Con: Why Richard T. Ford Thinks School Integration Could Use a Makeover
1 year ago
Did black lose more than they gained with desegregation?
In our Pro vs Con series, we ask two experts to weigh in on a hot button topic. This week, we tackle segregation in schools. Richard T. Ford is the George E. Osborne Professor of Law at Stanford Law School and the author of Rights Gone Wrong: How Law Corrupts the Struggle for Equality.
Loop 21: How did school desegregation following 1954’s Brown v. Board of Education impact the African-American community?
Richard T. Ford: School desegregation really didn’t start in earnest until the Civil Rights Act of 1964 tied federal funding of public schools to desegregation efforts. The ten years between Brown v. Board of Education and the Civil Rights Act was the era of Massive Resistance, when southern schools did everything they could to avoid desegregation. Once desegregation really got going, in the late 1960s and 1970s, the consequences for African-American communities were mixed. Desegregation typically meant closing Black schools and sending the students to formerly all-white schools. Desegregation meant access to better schools—schools with superior resources and better trained teachers. But it also meant that black schools—including some very good ones—were closed, and Black teachers and administrators laid off. It’s important to remember that these schools were often sources of real and well justified pride in some communities—teachers and principals were respected community leaders, and school was a haven for impressionable young people—a place where racism did not intrude, and where Black role models predominated.
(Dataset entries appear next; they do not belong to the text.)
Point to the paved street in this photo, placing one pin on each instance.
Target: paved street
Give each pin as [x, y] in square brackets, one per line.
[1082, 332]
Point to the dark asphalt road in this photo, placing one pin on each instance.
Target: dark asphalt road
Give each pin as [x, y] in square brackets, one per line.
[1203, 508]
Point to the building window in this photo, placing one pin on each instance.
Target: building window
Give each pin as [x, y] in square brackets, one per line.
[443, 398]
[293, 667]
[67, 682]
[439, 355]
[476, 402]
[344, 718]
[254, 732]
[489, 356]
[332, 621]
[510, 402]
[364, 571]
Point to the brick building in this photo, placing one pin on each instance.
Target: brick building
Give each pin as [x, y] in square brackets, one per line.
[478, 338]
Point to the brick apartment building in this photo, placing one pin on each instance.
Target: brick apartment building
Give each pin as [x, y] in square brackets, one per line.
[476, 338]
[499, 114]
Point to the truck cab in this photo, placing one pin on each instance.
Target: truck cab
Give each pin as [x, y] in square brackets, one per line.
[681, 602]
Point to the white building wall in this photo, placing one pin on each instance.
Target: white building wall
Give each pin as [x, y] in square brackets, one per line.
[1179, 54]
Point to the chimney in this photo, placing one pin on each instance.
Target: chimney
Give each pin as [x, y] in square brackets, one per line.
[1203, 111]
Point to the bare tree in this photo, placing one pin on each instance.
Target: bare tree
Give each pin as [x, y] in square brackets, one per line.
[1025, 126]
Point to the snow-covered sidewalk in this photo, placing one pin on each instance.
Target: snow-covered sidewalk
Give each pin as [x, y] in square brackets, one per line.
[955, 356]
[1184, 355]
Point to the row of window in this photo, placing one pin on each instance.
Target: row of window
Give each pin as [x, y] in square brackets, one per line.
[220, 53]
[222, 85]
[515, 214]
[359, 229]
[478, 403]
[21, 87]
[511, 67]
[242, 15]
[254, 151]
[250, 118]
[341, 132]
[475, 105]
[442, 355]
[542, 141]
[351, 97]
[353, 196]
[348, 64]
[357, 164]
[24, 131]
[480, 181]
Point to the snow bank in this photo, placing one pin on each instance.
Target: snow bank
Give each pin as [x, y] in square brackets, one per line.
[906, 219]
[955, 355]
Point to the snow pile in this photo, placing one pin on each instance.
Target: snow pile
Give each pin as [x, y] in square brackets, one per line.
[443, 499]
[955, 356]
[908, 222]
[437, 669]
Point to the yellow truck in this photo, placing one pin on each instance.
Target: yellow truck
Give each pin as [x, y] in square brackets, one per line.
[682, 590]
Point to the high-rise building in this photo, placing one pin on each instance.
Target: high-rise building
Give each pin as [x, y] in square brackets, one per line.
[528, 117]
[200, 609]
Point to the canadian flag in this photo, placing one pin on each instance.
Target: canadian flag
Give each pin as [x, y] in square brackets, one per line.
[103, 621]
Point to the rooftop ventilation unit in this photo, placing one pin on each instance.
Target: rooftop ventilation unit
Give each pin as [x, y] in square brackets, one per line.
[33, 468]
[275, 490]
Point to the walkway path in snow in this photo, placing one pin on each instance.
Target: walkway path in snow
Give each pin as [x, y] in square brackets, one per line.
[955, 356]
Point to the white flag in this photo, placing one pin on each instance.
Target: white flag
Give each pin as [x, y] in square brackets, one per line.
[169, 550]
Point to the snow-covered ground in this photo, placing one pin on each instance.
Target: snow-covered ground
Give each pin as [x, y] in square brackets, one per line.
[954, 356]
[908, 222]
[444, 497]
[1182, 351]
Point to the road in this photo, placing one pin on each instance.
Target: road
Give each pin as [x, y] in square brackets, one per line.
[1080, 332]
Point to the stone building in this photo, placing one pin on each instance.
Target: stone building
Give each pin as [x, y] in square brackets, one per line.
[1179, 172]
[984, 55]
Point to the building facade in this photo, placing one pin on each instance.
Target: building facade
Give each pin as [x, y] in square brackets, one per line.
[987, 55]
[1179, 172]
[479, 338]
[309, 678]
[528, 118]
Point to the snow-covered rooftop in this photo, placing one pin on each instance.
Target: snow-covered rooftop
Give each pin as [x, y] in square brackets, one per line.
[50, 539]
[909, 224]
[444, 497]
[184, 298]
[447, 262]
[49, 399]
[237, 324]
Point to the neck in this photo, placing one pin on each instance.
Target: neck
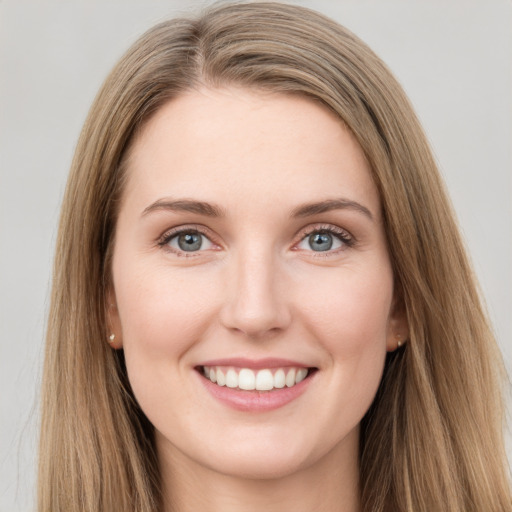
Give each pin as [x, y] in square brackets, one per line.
[328, 485]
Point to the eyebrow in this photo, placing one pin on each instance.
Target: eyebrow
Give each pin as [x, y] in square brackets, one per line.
[212, 210]
[185, 205]
[310, 209]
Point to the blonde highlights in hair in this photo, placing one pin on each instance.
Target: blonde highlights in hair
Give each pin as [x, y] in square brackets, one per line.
[432, 439]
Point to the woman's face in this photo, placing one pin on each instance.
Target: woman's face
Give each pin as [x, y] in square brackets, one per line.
[250, 251]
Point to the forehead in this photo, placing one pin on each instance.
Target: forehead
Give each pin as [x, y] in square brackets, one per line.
[238, 143]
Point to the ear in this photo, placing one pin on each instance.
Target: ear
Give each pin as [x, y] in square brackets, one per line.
[398, 326]
[114, 335]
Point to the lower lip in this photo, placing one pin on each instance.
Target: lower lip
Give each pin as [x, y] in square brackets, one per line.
[256, 401]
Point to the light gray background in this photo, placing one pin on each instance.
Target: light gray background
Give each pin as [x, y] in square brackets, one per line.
[454, 59]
[Also Read: Pro: Why School Integration is Still Important]
Many communities resented and regretted the loss of their local schools, even though people supported the broader goal of integration. And it’s an understatement to say black students were not always welcomed in their new schools. Teachers were often openly contemptuous, others coddled black students—the soft racism of low expectations. Schools that were integrated on paper were typically, in fact, internally segregated, both because of informal choices of individual students and because of academic tracking policies that relegated the often less well prepared Black students to slow learner and remedial classes. In some cities, resistance was so intense that students feared for their safety. Needless to say, these were not conditions conducive to learning. This kind of friction was, of course, to be expected, but it’s fair to say desegregation was, for many black communities, a mixed blessing at best.
Loop 21: How is the legacy of school desegregation currently impacting the African-American community?
Ford: Again, a mixed bag. Some black students benefited a great deal from the better resources and exposure to white peers; they learned to get along with whites, made friends across the color line and established the social habits necessary to succeed in the mainstream. But others did not benefit, and some may be worse off than they would have been in segregated schools—especially if one posits that segregated schools would have received increased resources as an alternative to legally mandated desegregation.